F distribution

The F distribution will not often describe real-world random variables such as the waiting time between buses or the number of phone calls being simultaneously placed through a single cell tower. Instead, the F distribution describes the sample distribution of several interesting model statistics under their null hypotheses.

In particular, the F distribution is used to perform joint tests of multiple hypotheses. A common use of an F-test in regression analysis is to test whether multiple slopes \(\beta_i, \ldots, \beta_j\) might actually all be zero:

Assumptions

The F distribution is a ratio of two different chi-squared distributions, normalized by their degrees of freedom. That is, if \(X \sim \chi^2_{(df_1)}\) and \(Y \sim \chi^2_{(df_2)}\), then

\[\frac{X/df_1}{Y/df_2} \sim F_{(df_1,df_2)}\]

Degrees of freedom

The two parameters for F-distributed variables are called the “numerator degrees of freedom” and the “denominator degrees of freedom”.

  • In general, for regression analysis, the numerator degrees of freedom will be equal to the number of simultaneously tested hypotheses (e.g. betas).

  • In general, for regression analysis, the denominator degrees of freedom will be the error degrees of freedom, \(n - k - 1\) where \(k\) is the number of non-intercept betas in the model.

  • When the F-test compares two different nested models, the numerator df is generally equal to the difference in parameters between the model (essentially, we are testing whether these are all zero), and the denominator df is equal to the error degrees of freedom of the larger model.

Definition

\[\begin{array}{ll} \text{Support:} & \mathbb{R}^+ \\ \text{Parameter(s):} & df_1,\text{ the numerator degrees of fredom }(df_1 \in \mathbb{Z}^+) \\ & df_2,\text{ the denominator degrees of fredom }(df_2 \in \mathbb{Z}^+) \\ \text{PMF:} & (complex) \\ \text{CDF:} & (also\; complex) \\ \text{Mean:} & \mathbb{E}[X] = \frac{df_2}{df_2 - 2} \\ \text{Variance:} & \mathbb{V}[X] = \frac{2df^2_2 \cdot (df_1 + df_2 - 2)}{df_1 \cdot (df_2 - 2)^2 \cdot (df_2 - 4)} \\ \end{array}\]

Visualizer

Because the F distribution has two parameters, it can assume a wide variety of distribution “shapes”. Try examining the PDF of an F distribution under four scenarios:

  • When both \(df_1\) and \(df_2\) are small
  • When \(df_1 \gg df_2\)
  • When \(df_2 \gg df_1\)
  • When both \(df_1\) and \(df_2\) are large
#| '!! shinylive warning !!': |
#|   shinylive does not work in self-contained HTML documents.
#|   Please set `embed-resources: false` in your metadata.
#| standalone: true
#| viewerHeight: 650

library(shiny)
library(bslib)

ui <- page_fluid(
      tags$head(tags$style(HTML("body {overflow-x: hidden;}"))),
  title = "Chi-squared distribution PDF",
  fluidRow(plotOutput("distPlot")),
  fluidRow(column(width=6,sliderInput("df1","Numerator df", min=1, max=25, value=5)),
           column(width=6,sliderInput("df2","Denominator df", min=5, max=125, value=5))))
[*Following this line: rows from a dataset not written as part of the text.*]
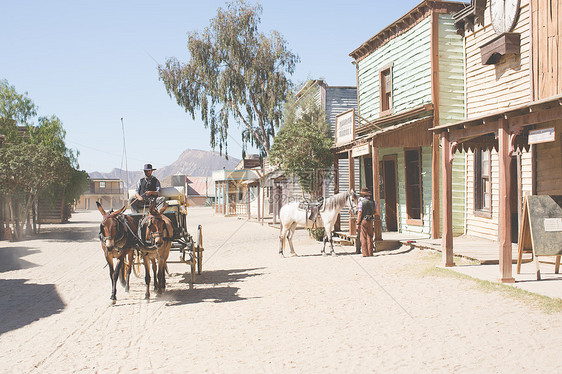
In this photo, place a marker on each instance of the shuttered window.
(483, 182)
(385, 78)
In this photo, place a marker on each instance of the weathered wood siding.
(549, 163)
(343, 185)
(410, 57)
(452, 108)
(339, 100)
(482, 227)
(506, 84)
(547, 48)
(425, 228)
(451, 72)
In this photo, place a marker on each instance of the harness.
(122, 229)
(312, 208)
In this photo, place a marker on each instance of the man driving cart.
(148, 190)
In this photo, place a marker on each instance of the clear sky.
(92, 63)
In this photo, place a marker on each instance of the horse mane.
(336, 201)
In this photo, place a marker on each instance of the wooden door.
(390, 193)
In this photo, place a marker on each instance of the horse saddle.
(312, 207)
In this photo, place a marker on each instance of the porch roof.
(520, 115)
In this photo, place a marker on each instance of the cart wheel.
(192, 267)
(199, 249)
(137, 263)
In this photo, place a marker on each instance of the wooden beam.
(471, 132)
(533, 118)
(435, 217)
(504, 230)
(435, 143)
(376, 191)
(352, 227)
(337, 225)
(447, 194)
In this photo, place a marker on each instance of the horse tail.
(122, 275)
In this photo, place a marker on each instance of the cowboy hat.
(365, 191)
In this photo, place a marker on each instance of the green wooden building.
(410, 78)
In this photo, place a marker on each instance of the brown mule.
(118, 242)
(156, 233)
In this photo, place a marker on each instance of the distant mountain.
(192, 162)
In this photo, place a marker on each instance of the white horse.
(291, 216)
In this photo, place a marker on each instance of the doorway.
(515, 194)
(368, 163)
(390, 198)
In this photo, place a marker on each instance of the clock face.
(504, 14)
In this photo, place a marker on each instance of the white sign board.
(553, 224)
(541, 136)
(361, 150)
(345, 127)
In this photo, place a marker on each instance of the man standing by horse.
(365, 218)
(148, 189)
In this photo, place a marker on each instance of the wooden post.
(435, 218)
(352, 227)
(505, 246)
(337, 226)
(376, 191)
(447, 242)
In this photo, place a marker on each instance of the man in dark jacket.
(365, 219)
(148, 189)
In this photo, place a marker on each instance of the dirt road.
(252, 311)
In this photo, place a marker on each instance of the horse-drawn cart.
(188, 248)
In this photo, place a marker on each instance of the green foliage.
(302, 146)
(235, 71)
(28, 168)
(15, 110)
(37, 161)
(78, 183)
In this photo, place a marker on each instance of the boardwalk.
(252, 311)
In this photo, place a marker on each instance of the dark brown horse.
(155, 232)
(118, 242)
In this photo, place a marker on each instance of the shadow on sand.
(22, 303)
(11, 258)
(220, 294)
(68, 233)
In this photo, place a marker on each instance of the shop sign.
(541, 136)
(345, 127)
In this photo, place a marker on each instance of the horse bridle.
(157, 234)
(351, 202)
(118, 229)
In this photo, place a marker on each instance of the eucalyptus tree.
(15, 110)
(302, 146)
(235, 71)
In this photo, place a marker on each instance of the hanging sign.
(542, 136)
(361, 150)
(345, 127)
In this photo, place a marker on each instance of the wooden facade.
(410, 78)
(111, 193)
(508, 98)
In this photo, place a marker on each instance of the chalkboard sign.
(541, 229)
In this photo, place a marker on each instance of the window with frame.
(483, 181)
(385, 77)
(412, 159)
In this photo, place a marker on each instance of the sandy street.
(252, 311)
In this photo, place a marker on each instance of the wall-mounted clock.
(504, 14)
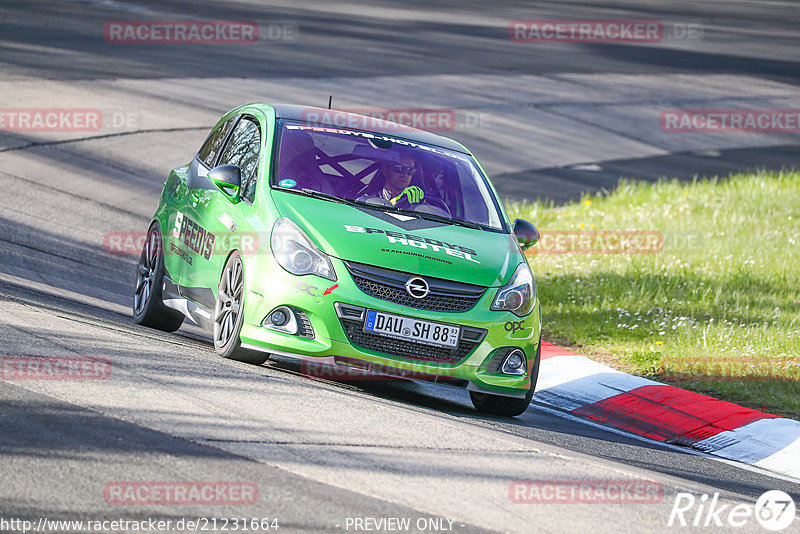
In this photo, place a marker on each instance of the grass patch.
(713, 307)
server <- function(input, output) {
  output$distPlot <- renderPlot({
    x <- seq(0,5,0.01)
    y <- df(x,input$df1,input$df2)
    plot(x=x,y=y,main=NULL,xlab='x',ylab='Density',type='l',lwd=2)
    abline(v=input$df2/(input$df2 - 2),col='#0000ff',lwd=2,lty=2)
    text(input$df2/(input$df2 - 2),0.1,pos=4,labels='mean',col='#0000ff')
  })
}

shinyApp(ui = ui, server = server)

Properties

The construction of an F test resembles the engineering concept of a “signal-to-noise ratio”. Since the expectation of any chi-squared variable is its own degrees of freedom, under the null hypothesis we would assume an F statistic to be close to 1.

If the F statistic is instead much greater than 1 (say, 5, or 50), then the normalized “signal” is 5x or 50x stronger than the normalized “noise” in the data, which is usually strong evidence we can use to reject the null.
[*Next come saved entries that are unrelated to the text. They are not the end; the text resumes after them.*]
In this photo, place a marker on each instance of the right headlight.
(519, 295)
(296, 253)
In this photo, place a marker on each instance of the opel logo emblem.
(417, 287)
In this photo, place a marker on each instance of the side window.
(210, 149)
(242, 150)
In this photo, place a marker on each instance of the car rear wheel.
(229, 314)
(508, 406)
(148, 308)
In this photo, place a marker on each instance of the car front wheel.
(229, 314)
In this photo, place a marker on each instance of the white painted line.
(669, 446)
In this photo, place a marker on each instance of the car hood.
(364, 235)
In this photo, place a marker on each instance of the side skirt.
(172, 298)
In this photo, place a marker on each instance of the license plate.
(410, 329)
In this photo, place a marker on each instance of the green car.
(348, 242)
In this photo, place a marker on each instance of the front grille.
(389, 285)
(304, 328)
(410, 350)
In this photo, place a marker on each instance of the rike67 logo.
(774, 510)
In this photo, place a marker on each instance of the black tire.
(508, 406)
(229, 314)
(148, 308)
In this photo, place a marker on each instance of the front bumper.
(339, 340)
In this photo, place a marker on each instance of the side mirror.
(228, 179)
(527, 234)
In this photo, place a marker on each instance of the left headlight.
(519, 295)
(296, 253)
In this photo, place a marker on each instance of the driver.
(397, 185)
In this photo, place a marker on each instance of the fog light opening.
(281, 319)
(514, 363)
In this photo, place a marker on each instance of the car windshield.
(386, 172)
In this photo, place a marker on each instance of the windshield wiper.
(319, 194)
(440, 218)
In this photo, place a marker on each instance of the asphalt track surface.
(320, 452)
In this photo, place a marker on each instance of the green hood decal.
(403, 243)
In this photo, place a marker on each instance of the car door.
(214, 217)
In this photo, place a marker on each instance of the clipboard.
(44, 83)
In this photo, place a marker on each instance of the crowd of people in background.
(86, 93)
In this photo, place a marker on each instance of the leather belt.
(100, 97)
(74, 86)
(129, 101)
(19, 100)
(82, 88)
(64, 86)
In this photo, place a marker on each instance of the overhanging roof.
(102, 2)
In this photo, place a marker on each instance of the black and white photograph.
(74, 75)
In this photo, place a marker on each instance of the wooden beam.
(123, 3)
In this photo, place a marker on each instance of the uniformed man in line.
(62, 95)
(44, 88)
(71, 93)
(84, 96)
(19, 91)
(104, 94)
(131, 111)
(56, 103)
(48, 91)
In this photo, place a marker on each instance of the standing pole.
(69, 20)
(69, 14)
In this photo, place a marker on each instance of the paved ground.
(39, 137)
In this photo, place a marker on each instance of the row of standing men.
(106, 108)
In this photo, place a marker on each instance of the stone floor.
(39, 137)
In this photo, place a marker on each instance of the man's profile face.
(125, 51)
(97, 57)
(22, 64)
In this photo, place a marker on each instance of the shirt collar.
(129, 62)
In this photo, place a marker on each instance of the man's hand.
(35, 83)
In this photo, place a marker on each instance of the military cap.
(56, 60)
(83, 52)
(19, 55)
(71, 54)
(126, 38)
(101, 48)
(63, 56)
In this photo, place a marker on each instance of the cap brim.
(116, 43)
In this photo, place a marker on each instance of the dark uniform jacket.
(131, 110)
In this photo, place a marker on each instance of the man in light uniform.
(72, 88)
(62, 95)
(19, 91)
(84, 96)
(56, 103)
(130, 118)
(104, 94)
Relations to other distributions

  • If \(X \sim F_{(1,df_2)}\) (i.e. X is F-distributed with one numerator degree of freedom), then \(\sqrt{X} \sim t_{df_2}\) (i.e. the square root of X is t-distributed).
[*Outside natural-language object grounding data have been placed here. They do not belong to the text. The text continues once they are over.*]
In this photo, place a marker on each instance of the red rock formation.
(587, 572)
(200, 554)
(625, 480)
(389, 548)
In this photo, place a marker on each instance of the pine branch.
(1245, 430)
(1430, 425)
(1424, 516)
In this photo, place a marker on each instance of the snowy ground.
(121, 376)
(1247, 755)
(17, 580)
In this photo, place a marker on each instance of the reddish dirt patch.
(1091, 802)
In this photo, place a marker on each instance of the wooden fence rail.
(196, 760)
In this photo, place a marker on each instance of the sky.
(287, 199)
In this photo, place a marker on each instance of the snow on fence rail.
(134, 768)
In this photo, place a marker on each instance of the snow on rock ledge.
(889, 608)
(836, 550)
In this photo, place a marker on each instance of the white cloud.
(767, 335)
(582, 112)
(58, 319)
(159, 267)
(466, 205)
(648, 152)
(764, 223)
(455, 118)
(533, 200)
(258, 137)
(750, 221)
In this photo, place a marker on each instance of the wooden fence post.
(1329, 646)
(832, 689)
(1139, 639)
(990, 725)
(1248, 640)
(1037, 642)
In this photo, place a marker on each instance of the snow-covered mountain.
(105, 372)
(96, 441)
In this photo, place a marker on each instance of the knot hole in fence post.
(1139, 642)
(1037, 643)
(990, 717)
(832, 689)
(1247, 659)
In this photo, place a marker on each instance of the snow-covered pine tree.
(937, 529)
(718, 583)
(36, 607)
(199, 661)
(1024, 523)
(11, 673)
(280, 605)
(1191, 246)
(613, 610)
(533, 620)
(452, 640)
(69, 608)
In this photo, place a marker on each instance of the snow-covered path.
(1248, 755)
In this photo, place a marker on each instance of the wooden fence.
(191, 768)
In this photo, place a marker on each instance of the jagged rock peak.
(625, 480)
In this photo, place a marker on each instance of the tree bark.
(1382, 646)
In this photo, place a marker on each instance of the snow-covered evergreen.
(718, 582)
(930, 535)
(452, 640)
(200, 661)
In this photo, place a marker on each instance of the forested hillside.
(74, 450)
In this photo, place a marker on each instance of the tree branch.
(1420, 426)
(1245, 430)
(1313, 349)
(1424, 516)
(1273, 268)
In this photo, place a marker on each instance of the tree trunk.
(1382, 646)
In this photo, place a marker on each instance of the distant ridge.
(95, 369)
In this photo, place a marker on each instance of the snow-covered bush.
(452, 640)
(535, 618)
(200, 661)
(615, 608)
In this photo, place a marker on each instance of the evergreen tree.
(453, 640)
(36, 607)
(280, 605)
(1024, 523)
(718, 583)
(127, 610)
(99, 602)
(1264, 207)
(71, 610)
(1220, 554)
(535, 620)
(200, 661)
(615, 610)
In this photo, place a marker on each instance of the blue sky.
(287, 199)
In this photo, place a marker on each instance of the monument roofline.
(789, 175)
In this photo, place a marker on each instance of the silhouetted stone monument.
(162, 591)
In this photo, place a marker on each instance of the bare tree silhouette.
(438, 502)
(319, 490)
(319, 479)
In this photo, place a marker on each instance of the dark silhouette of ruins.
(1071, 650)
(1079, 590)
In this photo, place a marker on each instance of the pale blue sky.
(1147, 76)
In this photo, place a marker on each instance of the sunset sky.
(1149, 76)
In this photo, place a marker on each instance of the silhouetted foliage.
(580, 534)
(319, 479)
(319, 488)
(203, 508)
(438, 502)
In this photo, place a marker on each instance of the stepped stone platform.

  • Because of this, any t-test for whether a single beta could be zero (such as those shown in the regression summary table) is equivalent to an F-test of whether “all one” of those betas could be zero. This is why the p-value of a model’s omnibus F test matches the p-value of the slope \(\hat{\beta}_1\) in a simple regression.